Mercredi matin, je ne me rappelle plus trop, comme d'habitude, une fois le réveil arrêté, j'allume la chaîne et me branche sur france info. Comme si c'était nécessaire de savoir ce qui se passe dans le monde avant de me lever ou peut être juste vouloir rester au lit en cas de fin du monde annoncée....Bah, je m'étire, baisse le volume et attends tranquillement le flash de 7 heures. oui, je mets volontairement sonner cinq minutes avant histoire de euh...histoire de quoi!

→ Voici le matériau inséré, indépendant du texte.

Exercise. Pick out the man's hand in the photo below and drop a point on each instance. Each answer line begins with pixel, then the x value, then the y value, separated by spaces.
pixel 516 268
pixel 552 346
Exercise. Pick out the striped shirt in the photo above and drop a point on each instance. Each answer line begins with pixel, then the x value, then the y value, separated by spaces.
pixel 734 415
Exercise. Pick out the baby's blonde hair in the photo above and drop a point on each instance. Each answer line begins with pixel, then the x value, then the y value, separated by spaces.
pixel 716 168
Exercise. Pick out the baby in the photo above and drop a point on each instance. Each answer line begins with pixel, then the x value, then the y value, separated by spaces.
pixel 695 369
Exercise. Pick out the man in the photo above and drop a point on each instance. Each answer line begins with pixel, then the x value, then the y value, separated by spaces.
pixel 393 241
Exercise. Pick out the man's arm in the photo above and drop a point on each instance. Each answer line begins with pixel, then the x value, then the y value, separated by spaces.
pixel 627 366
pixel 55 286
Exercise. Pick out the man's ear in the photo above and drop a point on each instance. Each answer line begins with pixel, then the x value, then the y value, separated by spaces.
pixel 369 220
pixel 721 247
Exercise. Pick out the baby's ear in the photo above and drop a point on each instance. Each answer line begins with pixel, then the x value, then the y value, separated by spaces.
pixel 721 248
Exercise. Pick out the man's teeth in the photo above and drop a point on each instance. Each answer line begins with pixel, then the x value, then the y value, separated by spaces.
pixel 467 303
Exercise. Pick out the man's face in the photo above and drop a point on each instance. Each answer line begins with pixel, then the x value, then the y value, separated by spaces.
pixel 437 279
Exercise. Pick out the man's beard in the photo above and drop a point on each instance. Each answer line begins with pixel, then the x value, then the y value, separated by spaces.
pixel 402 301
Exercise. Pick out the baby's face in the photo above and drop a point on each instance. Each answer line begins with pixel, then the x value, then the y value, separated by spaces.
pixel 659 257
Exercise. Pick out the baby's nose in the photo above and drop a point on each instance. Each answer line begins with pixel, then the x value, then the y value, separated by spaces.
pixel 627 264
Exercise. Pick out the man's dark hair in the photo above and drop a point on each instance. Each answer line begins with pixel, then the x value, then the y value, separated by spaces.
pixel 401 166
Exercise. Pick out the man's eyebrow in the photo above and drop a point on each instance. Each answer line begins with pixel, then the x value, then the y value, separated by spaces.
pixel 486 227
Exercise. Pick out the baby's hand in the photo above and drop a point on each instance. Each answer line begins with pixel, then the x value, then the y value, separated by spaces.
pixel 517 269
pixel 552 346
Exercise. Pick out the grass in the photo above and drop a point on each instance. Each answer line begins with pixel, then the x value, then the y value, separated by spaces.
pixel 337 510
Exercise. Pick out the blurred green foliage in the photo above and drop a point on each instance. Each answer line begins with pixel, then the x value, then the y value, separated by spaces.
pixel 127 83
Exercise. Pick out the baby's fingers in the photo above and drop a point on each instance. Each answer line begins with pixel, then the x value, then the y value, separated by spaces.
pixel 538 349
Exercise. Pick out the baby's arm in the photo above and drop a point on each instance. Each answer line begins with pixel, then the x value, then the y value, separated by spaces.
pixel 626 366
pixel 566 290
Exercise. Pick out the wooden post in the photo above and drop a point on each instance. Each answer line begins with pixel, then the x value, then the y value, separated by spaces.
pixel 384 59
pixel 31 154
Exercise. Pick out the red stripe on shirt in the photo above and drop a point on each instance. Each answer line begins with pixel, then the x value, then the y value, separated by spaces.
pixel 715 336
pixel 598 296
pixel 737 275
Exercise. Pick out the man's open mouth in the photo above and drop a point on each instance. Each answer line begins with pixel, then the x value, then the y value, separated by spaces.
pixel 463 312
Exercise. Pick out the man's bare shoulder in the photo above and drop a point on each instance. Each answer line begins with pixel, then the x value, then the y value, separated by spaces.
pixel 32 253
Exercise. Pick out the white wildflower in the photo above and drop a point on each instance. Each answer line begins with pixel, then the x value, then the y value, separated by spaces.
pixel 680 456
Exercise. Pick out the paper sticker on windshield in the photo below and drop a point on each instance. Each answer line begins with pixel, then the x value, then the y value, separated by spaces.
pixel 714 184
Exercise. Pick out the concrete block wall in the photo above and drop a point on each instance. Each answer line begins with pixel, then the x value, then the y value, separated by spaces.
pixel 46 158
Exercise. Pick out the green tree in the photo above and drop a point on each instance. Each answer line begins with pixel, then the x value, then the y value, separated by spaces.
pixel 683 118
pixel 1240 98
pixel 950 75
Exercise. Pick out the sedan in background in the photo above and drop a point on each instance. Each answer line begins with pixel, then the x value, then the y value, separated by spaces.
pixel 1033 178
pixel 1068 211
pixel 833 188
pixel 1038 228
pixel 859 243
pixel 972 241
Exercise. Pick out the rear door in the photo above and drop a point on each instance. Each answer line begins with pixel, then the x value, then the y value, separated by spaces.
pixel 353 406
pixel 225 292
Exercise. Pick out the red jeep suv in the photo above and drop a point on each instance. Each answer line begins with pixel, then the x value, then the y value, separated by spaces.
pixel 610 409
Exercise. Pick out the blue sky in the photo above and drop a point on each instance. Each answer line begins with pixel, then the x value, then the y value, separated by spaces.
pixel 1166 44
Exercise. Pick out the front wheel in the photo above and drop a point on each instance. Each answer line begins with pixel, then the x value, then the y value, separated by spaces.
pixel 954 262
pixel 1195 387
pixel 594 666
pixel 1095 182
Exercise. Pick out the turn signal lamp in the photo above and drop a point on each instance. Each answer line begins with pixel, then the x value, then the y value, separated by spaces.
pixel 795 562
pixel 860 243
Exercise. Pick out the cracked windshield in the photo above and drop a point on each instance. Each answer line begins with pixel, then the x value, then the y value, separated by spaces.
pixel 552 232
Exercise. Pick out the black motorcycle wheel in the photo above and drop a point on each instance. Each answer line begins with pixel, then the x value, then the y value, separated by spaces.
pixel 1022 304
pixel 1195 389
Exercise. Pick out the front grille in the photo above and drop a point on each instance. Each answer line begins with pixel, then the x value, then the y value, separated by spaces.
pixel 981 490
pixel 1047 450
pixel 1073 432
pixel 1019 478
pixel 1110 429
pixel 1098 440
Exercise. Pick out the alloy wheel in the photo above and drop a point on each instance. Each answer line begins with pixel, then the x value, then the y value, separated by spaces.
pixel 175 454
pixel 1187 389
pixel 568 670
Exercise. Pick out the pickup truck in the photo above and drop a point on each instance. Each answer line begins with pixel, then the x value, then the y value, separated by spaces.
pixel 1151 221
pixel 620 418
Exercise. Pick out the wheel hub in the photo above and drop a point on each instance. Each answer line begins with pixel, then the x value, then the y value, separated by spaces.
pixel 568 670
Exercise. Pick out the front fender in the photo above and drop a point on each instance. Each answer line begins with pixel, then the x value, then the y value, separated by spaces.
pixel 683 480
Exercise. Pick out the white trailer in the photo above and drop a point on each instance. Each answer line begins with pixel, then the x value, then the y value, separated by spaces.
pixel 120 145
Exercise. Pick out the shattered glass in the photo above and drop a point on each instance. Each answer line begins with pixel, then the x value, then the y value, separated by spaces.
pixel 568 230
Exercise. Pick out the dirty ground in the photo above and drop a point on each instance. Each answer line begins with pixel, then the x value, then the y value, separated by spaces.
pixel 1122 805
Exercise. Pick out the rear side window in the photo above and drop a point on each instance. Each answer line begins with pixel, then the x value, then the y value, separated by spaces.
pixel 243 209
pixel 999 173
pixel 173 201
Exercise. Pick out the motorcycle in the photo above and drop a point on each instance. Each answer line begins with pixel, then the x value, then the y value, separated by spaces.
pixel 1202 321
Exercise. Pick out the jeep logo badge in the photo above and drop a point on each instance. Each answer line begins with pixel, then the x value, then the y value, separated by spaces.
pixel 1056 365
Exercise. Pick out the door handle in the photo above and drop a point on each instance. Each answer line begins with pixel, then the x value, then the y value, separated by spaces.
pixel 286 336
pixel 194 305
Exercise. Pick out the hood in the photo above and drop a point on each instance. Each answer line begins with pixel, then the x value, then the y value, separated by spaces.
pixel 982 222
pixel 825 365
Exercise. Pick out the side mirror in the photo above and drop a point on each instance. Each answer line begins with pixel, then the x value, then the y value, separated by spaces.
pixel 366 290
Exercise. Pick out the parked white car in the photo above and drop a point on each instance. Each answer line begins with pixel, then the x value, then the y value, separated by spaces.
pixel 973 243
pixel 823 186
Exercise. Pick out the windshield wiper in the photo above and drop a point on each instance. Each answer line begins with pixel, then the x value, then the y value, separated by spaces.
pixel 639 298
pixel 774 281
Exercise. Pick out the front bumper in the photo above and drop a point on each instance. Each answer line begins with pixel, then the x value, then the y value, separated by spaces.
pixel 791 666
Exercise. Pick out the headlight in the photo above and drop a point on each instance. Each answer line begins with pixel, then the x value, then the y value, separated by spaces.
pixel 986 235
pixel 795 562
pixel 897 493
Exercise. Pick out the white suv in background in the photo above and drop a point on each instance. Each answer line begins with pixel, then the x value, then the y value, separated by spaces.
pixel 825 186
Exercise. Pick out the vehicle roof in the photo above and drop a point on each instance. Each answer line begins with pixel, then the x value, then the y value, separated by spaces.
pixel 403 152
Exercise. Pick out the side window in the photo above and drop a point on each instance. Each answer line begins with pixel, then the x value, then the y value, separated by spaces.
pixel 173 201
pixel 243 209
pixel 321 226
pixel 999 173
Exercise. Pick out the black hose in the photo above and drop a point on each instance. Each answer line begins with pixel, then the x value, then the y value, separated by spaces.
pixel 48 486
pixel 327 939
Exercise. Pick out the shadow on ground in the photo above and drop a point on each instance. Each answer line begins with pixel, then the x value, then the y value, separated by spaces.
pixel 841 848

Ce matin la, le drame, Haïti, tremblement de terre d'une rare violence, je m'imagine ce bout d'île qui croule sous la pauvreté affronter cette catastrophe. Haïti, berceau du vaudou, le journaliste y fait d'ailleurs allusion: dans une cérémonie les zombies sont recouverts d'une sorte de maquillage gris cendre, cela fait partie du truc. Et la soudain, quand le reporter décrit ce qu'il voit , c'est la première image qu'il lui vient à l'esprit: le nuage de poussière qui se lève et ces haïtiens recouverts de poussière qui errent, hagards, tels des zombies. Imaginez un peu le choc pour mes frères des caraïbes, même le vaudou s'y met....
Toujours est-il que je n'ai pas eu besoin, pas voulu regarder des images du drame, tout m'est apparu si clairement ce matin là. Par la force des mots. Quand au reste? il est dommage d'attendre une catastrophe de cette envergure pour s'apercevoir que cette île crève doucement.